The EP Rinkside 2023 CHL Free Agency Guide
The NHL is, more than anything, an exercise in efficiency. It's also about luck. At the intersection of both, you'll find CHL free agency.
It's a mechanism in the collective bargaining agreement that allows players who failed to find a home at the NHL Entry Draft or couldn't come to terms with the team that drafted them to sign an entry-level contract with the team of their choosing. The specifics of what determines a player's availability or not can get a bit hazy at times, but those two qualifiers work as a general rule.
Now, the odds with these players aren't great. They're the ultimate long shots. There's a reason that NHL teams passed on them two, sometimes three times before faxing their agent a contract offer, after all.
Still, they represent low-risk bets with virtually no downside. You don't have to invest a draft pick to add these players to your system. These players are still restricted to entry-level contracts, and that means that they're capped at less than $1 million annually on their first contract, too.
Most of the time, you get organizational depth out of these bets, if that. Sometimes, though, you're the Tampa Bay Lightning and a third of your middle-six on a Stanley Cup-winning team are former CHL free agents Tyler Johnson and Yanni Gourde.

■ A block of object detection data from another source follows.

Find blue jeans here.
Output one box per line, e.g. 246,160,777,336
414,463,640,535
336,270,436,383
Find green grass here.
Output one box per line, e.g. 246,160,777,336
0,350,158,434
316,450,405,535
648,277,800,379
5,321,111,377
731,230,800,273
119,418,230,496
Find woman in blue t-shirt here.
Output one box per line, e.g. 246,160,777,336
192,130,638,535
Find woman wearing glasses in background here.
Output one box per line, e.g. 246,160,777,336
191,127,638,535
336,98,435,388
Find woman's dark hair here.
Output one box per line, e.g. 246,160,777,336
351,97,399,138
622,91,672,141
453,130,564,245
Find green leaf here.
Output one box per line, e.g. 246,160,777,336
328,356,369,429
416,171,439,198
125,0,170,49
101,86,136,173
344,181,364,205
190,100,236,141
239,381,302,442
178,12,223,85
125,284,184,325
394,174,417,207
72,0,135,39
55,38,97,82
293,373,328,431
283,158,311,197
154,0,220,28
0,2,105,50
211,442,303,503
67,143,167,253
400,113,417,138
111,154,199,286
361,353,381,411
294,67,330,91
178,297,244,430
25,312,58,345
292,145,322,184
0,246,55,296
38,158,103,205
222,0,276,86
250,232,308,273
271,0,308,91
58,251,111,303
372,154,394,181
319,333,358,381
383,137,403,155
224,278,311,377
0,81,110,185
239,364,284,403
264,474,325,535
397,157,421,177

Then there's players like Jonathan Marchessault, Logan Thompson, Brandon Hagel, Arber Xhekaj, Barclay Goodrow, Tanner Jeannot, and Barclay Goodrow who all started their NHL careers in like fashion.
What follows is an accounting of the players we think are most likely to sign an entry-level contract with an NHL team, with scouting reports from Mitch Brown (WHL), Daniel Gee (WHL), David St-Louis (QMJHL), Lauren Kelly (OHL), and Greg Balloch (Goaltending).
There isn't really an inflection point for CHL free agency, so don't expect these players to start signing by the handful in the coming weeks. If anything, you'll see maybe five of these players land NHL entry-level contracts sporadically over the balance of the season, another three or so settle for AHL contracts, and then the rest take cross-Atlantic flights or go the Canadian university route to continue their playing careers.